Each arg expression is evaluated once per row. The results are collected into comma-separated strings per arg position. For example, with count: 1000 and size: 100, you get 10 batches, each containing a comma-separated string of 100 generated values.

seed:
  - name: populate_users
    type: exec_batch
    count: customers          # expression: uses the 'customers' global
    size: batch_size          # expression: uses the 'batch_size' global
    args:
      - gen('email')
    query: |-
      INSERT INTO users (email)
      SELECT unnest(string_to_array('$1', ','))

Wait#

Queries can specify a wait duration (e.g. wait: 18s) to introduce a keying/think-time delay after execution. This only applies to queries in the run section and is ignored in other sections.

Placeholders#

Arg placeholders ($1, $2, etc.) are passed to the database in one of two ways: inlined or as bind params.

Inlining#

Inlining means edg performs a text replacement on the SQL string before sending it to the database. Every $N in the query is replaced with the literal arg value. For example, given:

args:
  - gen_batch(1000, 100, 'email')
query: |-
  INSERT INTO users (email)
  SELECT unnest(string_to_array('$1', ','))

If $1 evaluates to alice@x.com,bob@y.com,..., the SQL sent to the database becomes:

INSERT INTO users (email)
SELECT unnest(string_to_array('alice@x.com,bob@y.com,...', ','))

The database never sees $1, it receives a fully formed query with the values baked in. This is used for:

  • query_batch / exec_batch types (always inlined).
  • Batch-expanded queries using gen_batch, batch, or ref_each (in any section).

Inlining lets you use $N as a universal placeholder syntax across all drivers (pgx, MySQL, Oracle) without worrying about driver-specific bind param formats. It also avoids a pgx-stdlib issue where numeric values are sent as DECIMAL, which CockroachDB can’t mix with INT in arithmetic.

Because the value is embedded in the SQL text, quoted placeholders like '$1' are common in batch patterns, the quotes become part of the final SQL string (e.g. string_to_array('alice@x.com,...', ',')).

Bind params#

All other queries use native driver bind parameters. The placeholder stays in the SQL and the values are sent separately, allowing the database to cache query plans and avoid re-parsing.

Each driver has its own placeholder format:

DriverPlaceholder format
pgx (PostgreSQL / CockroachDB)$1, $2, $3
mysql? (positional)
oracle:1, :2, :3

Since run queries always use bind params, their SQL must use the correct format for the target driver.
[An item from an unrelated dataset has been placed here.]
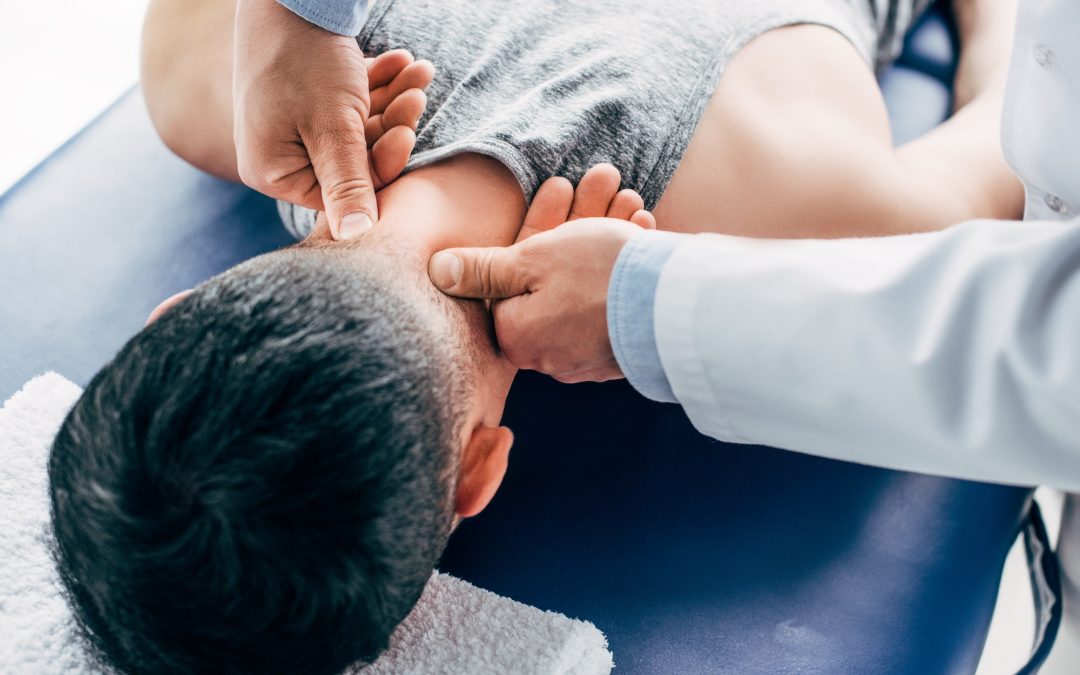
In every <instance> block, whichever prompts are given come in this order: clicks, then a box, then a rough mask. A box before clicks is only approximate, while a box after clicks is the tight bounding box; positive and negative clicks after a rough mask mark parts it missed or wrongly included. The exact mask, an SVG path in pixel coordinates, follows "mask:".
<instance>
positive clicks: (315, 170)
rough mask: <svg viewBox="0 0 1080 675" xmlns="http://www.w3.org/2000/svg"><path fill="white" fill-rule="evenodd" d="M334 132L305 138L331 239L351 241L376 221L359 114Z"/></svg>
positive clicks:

Column Name Normalisation#

When a query or query_batch result is stored, all column names are lowercased before being added to the environment. This means a SQL column W_ID becomes accessible as ref_rand('fetch_warehouses').w_id, not .W_ID.

Run Weights#

The optional run_weights map controls the transaction mix during workload execution. Each key is a query name from the run section, and the value is a relative weight. On each iteration, a single transaction is chosen by weighted random selection:

run_weights:
  new_order: 45
  payment: 43
  order_status: 4
  delivery: 4
  stock_level: 4

If run_weights is omitted, all run queries execute sequentially on each iteration.